“It was so, good sword! I remember it as if it had been yesterday!”

“And at Cerisoles, the Battle of the Plain, in the old Spanish wars, that was most like a joust of all the pitched fields I ever saw—at Cerisoles, where I caught your horse? You mind me? It was in the shock when we broke Guasto’s line—”

“At Cerisoles?” Count Hannibal muttered slowly. “Why, man, I—”

“I caught your horse, and mounted you afresh? You remember, my lord? And at Landriano, where Leyva turned the tables on us again.”

Count Hannibal stared. “Landriano?” he muttered bluntly. “’Twas in ’29, forty years ago and more! My father, indeed—”

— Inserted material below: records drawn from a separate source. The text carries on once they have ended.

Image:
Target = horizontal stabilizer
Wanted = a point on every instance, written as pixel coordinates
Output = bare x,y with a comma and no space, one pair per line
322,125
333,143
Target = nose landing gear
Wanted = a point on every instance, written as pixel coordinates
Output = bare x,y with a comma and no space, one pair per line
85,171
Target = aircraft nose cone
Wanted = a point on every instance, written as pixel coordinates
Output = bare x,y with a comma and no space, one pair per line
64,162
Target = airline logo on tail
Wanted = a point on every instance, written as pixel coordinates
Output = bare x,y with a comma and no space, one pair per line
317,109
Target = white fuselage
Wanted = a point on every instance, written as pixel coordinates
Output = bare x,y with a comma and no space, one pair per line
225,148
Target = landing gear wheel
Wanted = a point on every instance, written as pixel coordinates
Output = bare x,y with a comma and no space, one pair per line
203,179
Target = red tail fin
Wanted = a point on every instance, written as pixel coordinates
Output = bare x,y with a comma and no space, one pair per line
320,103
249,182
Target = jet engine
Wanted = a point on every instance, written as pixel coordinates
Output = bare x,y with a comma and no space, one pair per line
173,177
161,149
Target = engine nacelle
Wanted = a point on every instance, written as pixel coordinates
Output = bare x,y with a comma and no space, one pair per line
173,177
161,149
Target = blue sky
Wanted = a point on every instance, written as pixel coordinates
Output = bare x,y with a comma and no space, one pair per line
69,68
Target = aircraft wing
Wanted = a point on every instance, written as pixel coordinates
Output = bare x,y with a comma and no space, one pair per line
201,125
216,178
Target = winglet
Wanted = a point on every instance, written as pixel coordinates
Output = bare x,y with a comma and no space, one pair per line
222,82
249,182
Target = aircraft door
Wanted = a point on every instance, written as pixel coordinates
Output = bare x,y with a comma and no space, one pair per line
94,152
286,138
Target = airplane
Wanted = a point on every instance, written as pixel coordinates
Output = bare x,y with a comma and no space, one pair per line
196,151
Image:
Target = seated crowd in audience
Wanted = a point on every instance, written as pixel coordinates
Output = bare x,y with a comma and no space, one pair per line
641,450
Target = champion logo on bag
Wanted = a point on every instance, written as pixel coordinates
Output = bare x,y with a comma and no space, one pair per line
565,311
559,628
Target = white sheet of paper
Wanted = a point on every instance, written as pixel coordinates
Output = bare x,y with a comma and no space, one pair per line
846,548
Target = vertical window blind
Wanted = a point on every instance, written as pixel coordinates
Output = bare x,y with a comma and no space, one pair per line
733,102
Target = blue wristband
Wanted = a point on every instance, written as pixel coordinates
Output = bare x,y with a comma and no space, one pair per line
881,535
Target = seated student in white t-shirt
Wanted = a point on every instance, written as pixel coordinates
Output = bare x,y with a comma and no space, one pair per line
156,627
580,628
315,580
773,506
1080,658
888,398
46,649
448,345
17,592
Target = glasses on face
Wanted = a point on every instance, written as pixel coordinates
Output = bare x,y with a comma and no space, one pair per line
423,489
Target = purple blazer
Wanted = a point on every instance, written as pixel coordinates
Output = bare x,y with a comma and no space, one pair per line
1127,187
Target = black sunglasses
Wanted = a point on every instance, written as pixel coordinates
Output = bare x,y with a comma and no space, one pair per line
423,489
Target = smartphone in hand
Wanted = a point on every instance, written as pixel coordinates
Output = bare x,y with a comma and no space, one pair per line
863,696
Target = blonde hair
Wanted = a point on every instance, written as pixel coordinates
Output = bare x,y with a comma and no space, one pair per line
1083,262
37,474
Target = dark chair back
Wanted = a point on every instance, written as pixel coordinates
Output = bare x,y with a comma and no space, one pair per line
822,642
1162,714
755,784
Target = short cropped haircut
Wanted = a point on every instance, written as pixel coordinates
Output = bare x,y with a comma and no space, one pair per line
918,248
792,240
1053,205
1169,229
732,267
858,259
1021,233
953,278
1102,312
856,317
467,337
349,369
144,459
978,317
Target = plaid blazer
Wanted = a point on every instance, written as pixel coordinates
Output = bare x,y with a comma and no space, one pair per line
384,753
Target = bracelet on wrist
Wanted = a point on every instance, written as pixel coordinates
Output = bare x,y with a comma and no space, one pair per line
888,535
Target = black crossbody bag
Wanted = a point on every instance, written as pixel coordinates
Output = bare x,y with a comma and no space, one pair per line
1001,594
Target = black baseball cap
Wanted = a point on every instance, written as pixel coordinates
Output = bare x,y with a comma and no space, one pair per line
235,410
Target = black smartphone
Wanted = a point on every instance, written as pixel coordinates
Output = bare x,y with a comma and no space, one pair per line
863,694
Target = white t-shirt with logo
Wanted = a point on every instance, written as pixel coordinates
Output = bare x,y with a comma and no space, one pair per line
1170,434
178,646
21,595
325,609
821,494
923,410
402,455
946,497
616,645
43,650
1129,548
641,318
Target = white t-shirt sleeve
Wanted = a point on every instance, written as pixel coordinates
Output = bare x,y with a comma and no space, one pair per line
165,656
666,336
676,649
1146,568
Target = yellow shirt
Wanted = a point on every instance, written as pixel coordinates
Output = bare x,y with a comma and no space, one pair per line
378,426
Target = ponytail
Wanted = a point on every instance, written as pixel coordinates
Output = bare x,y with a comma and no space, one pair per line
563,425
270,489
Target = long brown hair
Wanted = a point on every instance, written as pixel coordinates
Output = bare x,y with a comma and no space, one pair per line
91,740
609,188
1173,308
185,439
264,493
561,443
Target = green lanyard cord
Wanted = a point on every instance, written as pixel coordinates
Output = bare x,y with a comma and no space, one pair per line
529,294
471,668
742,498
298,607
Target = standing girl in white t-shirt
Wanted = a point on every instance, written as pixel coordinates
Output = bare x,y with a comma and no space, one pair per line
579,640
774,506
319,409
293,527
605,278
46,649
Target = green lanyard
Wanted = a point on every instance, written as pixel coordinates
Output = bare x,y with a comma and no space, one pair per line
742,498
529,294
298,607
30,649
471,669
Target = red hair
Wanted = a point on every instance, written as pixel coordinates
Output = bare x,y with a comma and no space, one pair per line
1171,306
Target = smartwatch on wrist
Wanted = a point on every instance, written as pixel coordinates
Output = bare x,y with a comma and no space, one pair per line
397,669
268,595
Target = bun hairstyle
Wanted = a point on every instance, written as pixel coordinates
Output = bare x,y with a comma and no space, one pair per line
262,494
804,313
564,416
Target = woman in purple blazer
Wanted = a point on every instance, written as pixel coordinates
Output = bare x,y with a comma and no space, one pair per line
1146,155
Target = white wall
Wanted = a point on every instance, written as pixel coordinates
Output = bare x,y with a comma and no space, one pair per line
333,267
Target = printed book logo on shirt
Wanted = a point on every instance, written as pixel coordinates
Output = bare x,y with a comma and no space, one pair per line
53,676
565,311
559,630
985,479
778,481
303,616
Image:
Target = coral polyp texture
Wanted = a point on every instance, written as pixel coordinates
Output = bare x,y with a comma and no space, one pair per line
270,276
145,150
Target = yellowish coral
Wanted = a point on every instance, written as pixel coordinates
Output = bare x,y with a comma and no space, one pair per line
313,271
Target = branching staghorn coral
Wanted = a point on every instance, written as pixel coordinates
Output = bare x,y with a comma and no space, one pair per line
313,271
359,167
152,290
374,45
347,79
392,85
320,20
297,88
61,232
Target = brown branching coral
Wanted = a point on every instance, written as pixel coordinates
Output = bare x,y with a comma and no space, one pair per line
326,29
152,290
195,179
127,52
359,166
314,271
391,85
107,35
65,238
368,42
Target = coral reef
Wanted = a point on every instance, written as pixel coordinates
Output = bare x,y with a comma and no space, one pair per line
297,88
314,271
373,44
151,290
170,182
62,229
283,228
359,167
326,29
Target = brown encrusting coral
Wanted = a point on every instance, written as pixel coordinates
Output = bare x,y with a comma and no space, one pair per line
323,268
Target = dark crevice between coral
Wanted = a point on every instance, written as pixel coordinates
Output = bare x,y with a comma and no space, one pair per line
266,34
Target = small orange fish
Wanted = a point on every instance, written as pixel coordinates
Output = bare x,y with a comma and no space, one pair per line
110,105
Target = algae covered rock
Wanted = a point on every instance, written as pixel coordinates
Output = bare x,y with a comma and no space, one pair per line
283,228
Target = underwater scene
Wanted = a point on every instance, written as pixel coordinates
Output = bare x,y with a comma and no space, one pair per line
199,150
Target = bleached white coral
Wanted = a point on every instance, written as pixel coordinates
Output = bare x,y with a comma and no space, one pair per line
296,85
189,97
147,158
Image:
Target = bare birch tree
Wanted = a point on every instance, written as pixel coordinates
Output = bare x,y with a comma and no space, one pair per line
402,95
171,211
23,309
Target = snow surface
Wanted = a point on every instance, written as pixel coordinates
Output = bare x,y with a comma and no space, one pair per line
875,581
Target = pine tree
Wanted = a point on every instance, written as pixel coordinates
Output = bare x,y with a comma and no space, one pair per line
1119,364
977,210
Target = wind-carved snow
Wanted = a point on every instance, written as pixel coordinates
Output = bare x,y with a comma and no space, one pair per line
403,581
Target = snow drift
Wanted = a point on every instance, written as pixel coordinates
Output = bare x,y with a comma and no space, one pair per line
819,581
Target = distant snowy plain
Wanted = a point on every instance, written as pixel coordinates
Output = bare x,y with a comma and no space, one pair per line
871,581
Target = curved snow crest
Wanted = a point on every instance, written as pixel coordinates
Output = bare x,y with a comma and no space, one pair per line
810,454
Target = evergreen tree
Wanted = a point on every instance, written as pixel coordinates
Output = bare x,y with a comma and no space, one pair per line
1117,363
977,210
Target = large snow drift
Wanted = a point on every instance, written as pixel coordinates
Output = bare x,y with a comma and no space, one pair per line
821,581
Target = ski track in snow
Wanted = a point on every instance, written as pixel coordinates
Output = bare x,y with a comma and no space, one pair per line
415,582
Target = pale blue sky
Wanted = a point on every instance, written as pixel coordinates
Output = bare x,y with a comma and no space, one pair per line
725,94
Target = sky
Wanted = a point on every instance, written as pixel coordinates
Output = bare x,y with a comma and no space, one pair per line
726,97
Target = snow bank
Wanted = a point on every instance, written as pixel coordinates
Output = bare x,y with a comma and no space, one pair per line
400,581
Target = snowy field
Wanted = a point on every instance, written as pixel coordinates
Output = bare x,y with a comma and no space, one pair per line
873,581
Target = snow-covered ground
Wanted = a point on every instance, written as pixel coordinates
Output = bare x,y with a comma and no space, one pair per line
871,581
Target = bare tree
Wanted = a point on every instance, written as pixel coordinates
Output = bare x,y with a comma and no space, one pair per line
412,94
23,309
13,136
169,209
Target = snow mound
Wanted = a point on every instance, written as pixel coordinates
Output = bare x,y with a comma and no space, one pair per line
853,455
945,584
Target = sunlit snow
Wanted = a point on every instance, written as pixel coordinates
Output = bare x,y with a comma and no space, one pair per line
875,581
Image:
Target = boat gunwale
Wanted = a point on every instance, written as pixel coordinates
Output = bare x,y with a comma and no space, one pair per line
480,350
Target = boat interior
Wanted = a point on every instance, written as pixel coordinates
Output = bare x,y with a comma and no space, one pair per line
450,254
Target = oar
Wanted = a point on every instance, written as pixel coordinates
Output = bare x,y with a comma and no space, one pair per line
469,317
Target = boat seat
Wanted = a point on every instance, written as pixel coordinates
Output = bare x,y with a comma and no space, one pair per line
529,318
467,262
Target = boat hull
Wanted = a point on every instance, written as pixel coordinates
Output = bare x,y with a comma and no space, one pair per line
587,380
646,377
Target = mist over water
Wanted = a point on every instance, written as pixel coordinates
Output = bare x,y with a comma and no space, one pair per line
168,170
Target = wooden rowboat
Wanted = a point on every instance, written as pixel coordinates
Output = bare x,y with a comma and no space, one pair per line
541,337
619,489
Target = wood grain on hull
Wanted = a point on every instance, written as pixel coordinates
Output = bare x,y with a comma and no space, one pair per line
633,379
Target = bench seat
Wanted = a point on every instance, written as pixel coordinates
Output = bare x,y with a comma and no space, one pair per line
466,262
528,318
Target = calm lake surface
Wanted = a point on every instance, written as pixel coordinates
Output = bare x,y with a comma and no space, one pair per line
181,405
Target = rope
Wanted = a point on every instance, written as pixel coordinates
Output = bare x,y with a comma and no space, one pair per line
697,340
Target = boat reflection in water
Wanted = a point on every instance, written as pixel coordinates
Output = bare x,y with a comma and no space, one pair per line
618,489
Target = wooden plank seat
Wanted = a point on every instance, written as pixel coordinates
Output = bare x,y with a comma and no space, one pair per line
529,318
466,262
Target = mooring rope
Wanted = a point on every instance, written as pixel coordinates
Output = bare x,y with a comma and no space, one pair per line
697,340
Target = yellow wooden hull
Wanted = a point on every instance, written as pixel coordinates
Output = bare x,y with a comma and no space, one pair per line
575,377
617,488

“And at Rome—at Rome, my lord? Mon Dieu! in the old days at Rome! When the Spanish company scaled the wall—Ruiz was first, I next—was it not my foot you held? And was it not I who dragged you up, while the devils of Swiss pressed us hard? Ah, those were days, my lord! I was young then, and you, my lord, young too, and handsome as the morning—”

“You rave!” Tavannes cried, finding his tongue at last. “Rome? You rave, old man! Why, I was not born in those days. My father even was a boy! It was in ’27 you sacked it—five-and-forty years ago!”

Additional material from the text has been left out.